Iron Workers Local 17 Pension Fund, Cleveland, is seeking permission to cut benefits for participants, including retirees, as part of a proposed rescue plan awaiting approval from the Treasury Department.
The pension fund had $91.9 million in assets and $223.2 million in liabilities as of April 30, 2014, according to its most recent Form 5500 filing. Of its 2,064 participants, 640 are active.
The plan is in “critical and declining” status and projected to become insolvent in 2032, according to a notice of critical status filed with the Department of Labor in August. In 2008, trustees developed a rehabilitation plan that reduced some adjustable benefits and called for a one-time contribution increase, according to the notice.

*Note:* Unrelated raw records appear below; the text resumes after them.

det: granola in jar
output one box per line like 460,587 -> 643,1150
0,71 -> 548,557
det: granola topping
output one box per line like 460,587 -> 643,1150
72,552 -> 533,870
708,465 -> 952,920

The application submitted to the Treasury Department on Dec. 23 would reduce benefits as of Dec. 1, 2016, if approved. The reductions would remain in effect “indefinitely,” according to a notice of application sent to participants, and will allow the plan to remain solvent with enough assets to pay the reduced level of benefits “indefinitely.”
The Treasury Department has 30 days to post the application on its website.
The Multiemployer Pension Reform Act of 2014 allows trustees of deeply underfunded pension funds that would be insolvent within 15 years to reduce benefits, even for current retirees, after they have tried all other means. This requires approval by the Treasury Department, which has 225 days to respond. Those cuts can be no lower than 110% of the Pension Benefit Guaranty Corp.'s guarantee. Disabled or older retirees have further protections.
The Iron Worker pension fund is the second multiemployer pension plan to apply for benefit reductions under MPRA. The $17.8 billion Teamsters Central States, Southeast & Southwest Areas Pension Fund, Rosemont, Ill., applied Sept. 25 for a rescue plan that would be implemented July 1, 2016. The comment period on that application ends Feb. 1.